Artificiality The Enemy Of Beauty
One of his earliest works is entitled "Births, Deaths,and Marriages." It is suggested by the fact that he was for some time a clerk at Somerset House. "And there, in Somerset House," he says, "lies the real history of the English people. My life's epochs are my birth, my marriage, and the memorable days when Tom and Jack, Susan and Jane came into the world and gathered around me. The history of the nation may be in Hume or Macaulay, but the history of the people is in the Registrar-General's vaults at Somerset House." In every one of his novels he strikes the same note. He pooh-poohs pomps and pageants: he glorifies men and women. In one of his books he tells of a little servant girl whose mistress had bought a new hat a day or two earlier. "Lor, miss," the girl exclaims, "you haven't looked at your hat today!" "No, Mary," the lady replies, "why should I? I didn't want to go out." "Oh, how can you, miss?" answers the maid, "why I get mine out and look at it every night!" Mary, Mark Rutherford explains, was happy for a whole fortnight with a happiness cheap at a very high price. Such innocent joys were the light of Mark Rutherford's eyes. Confronted by the glare of public life, he blinked like an owl dragged from the darkness of its hollow tree into the broad glare of noon. Parliamentary practices completely baffled him.

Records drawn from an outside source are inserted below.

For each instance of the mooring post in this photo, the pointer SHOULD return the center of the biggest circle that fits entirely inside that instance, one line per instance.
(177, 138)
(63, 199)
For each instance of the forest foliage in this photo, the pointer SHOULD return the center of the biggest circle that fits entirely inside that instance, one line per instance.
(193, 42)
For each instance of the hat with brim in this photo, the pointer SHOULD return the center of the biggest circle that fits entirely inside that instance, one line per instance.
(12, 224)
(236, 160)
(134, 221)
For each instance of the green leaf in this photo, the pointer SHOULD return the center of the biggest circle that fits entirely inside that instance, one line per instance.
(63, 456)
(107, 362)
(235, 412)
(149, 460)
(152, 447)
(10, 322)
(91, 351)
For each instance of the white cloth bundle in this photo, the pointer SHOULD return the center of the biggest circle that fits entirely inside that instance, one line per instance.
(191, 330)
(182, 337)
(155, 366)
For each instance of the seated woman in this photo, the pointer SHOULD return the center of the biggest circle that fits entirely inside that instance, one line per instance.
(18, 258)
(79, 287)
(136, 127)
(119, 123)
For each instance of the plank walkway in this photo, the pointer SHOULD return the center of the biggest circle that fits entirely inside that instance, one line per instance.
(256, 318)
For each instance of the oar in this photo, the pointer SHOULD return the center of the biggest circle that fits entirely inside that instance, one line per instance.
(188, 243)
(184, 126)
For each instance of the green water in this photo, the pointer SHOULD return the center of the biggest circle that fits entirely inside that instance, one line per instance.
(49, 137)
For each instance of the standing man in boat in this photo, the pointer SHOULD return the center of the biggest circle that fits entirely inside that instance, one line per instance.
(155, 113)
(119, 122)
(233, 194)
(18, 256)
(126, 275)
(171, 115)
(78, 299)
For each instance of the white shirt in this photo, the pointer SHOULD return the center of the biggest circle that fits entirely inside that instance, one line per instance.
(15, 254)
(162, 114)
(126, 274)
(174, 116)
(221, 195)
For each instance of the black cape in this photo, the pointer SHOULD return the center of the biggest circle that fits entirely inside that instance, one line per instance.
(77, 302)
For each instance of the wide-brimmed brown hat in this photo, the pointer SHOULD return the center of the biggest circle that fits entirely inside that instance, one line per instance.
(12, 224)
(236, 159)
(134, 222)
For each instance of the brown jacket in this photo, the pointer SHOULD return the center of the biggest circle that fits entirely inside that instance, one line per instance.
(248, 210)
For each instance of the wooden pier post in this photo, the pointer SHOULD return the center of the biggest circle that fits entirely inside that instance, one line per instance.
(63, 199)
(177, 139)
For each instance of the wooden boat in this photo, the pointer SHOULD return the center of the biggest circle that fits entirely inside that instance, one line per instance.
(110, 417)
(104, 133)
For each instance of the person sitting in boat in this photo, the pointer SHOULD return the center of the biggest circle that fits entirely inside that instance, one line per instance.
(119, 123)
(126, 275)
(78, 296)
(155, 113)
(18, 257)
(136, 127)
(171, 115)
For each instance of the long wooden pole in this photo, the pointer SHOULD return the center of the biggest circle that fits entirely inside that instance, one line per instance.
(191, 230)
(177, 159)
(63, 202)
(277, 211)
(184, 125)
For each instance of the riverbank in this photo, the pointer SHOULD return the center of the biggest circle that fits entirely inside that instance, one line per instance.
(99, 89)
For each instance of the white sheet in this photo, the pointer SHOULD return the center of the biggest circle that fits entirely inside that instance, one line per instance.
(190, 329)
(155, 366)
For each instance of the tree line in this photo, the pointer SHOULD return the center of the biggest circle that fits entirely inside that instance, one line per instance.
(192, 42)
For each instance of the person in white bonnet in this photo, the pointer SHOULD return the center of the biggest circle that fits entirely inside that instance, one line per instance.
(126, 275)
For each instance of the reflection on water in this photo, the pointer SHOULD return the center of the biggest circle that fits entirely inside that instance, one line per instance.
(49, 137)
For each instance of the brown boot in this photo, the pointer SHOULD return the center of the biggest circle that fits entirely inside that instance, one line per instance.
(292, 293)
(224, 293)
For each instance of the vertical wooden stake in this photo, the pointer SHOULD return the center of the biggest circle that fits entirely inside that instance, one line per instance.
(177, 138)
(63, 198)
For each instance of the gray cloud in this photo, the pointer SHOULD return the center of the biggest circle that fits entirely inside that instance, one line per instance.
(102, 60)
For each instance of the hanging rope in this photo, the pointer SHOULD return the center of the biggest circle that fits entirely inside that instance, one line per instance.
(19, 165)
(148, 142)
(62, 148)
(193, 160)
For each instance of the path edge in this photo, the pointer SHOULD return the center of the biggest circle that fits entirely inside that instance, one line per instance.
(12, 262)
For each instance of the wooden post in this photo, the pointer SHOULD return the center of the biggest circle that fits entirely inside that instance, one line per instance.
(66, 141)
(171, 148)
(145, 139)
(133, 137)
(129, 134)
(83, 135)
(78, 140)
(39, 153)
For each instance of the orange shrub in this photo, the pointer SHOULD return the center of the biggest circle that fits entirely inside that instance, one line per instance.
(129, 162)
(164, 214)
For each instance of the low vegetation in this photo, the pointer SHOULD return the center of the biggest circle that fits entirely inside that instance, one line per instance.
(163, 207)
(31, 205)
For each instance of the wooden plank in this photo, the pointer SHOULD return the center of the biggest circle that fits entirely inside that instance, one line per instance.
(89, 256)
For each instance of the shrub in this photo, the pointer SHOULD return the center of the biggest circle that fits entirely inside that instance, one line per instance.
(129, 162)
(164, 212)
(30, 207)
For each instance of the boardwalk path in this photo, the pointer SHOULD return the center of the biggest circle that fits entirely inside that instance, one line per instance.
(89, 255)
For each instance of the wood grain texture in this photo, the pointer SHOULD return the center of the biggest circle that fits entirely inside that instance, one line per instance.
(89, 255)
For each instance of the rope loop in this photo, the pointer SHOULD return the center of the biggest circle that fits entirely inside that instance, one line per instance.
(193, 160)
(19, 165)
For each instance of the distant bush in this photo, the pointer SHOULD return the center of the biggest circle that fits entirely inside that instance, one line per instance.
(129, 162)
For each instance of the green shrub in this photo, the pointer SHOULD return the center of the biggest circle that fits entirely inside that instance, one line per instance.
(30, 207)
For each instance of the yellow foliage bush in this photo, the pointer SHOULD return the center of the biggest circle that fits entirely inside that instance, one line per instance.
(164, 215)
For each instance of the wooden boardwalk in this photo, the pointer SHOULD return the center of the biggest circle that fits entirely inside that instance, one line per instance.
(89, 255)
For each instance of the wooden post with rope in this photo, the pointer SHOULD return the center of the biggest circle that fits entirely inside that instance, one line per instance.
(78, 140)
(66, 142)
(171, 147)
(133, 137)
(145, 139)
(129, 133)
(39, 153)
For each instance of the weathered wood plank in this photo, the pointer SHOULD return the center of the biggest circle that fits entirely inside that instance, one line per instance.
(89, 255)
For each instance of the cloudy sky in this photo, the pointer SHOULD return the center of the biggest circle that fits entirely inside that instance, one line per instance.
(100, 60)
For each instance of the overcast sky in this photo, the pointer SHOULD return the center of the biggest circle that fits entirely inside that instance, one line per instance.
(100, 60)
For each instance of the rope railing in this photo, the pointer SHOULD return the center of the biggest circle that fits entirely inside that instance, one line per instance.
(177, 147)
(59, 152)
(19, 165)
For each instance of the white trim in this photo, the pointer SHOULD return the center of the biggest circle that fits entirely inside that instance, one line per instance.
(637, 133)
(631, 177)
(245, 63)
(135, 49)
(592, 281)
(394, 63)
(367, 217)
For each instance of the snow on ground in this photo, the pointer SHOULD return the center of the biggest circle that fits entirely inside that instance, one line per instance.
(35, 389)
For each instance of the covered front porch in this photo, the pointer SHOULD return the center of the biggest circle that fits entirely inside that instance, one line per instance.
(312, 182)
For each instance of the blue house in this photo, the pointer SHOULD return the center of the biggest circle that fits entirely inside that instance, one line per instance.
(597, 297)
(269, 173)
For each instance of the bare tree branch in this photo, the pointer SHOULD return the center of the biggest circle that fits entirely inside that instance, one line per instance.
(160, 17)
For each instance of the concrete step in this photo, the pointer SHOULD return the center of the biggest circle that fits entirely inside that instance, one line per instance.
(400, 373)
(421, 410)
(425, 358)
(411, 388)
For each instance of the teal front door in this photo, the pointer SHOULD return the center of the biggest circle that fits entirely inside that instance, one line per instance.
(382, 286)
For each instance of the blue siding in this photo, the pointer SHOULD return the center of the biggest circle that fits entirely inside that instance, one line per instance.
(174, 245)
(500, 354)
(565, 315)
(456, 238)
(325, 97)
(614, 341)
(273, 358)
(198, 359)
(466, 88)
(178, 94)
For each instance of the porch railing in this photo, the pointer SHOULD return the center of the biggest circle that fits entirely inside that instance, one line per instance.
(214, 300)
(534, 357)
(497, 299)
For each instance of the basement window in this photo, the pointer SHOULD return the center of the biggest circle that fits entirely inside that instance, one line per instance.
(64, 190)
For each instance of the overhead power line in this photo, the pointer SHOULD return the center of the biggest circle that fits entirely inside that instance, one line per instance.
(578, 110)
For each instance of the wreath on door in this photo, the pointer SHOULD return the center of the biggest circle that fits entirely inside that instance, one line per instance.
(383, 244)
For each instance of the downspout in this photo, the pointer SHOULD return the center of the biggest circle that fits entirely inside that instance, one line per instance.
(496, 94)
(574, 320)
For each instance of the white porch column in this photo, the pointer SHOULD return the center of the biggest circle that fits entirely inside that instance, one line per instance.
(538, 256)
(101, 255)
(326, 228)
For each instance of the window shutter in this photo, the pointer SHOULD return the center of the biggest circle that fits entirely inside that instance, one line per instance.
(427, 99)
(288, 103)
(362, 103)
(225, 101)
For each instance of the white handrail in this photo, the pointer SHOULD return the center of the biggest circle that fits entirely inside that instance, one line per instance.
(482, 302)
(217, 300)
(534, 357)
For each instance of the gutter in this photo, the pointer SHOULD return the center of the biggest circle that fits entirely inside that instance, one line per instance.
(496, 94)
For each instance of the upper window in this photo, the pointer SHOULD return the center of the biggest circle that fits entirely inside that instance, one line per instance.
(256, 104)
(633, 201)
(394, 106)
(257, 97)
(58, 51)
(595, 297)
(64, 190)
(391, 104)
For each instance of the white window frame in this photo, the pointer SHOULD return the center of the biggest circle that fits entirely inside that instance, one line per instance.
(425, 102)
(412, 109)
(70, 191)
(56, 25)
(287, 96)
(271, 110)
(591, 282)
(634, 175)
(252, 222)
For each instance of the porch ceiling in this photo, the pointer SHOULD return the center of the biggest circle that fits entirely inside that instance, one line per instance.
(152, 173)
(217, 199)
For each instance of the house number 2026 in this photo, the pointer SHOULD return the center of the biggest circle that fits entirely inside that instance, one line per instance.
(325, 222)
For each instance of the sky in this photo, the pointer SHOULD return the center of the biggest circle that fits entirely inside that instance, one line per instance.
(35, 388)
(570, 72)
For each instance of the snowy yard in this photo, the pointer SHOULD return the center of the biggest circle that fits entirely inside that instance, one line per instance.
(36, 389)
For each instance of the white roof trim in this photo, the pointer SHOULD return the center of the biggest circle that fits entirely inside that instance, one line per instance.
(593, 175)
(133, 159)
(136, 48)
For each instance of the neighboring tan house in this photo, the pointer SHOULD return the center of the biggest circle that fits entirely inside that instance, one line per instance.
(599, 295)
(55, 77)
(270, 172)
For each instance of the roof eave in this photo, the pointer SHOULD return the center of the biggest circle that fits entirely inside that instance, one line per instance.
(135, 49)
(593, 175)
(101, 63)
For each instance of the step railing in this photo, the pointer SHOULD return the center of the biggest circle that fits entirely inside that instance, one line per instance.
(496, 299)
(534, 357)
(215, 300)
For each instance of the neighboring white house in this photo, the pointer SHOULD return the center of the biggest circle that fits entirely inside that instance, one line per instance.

He could never see how honest men could storm at each other across the floor of the House and then walk off to dinner arm in arm!

Everybody knows the lovely story of the way in which Theodore Watts-Dunton, the novelist and literary critic, pitied the frailties of Algernon Swinburne—lonely, deaf, miserable, and tormented by an incurable malady—and took him into his own home at Putney. The two little old men one day conceived a fancy to meet Mark Rutherford and invited him to "The Pines." "Do you read the new novels?" asked Watts-Dunton of his guest. "No," replied Mark Rutherford, "I am getting to be an old man: I read my Bible!" "Ah," responded Watts-Dunton, "that's exactly what I do!" In that temper he serenely ended his days. Just before he died he wrote to "The Times" to protest against the artificial ornamentation of the London parks. "We do not want Paris or Versailles," he insisted, "but a place of which we can say that it is just like being in the country." This was Mark Rutherford, delightfully natural, utterly unaffected, as genuine as a man could be. Literature and life are both the better for a few such men who, saying exactly what they think, think exactly what they say.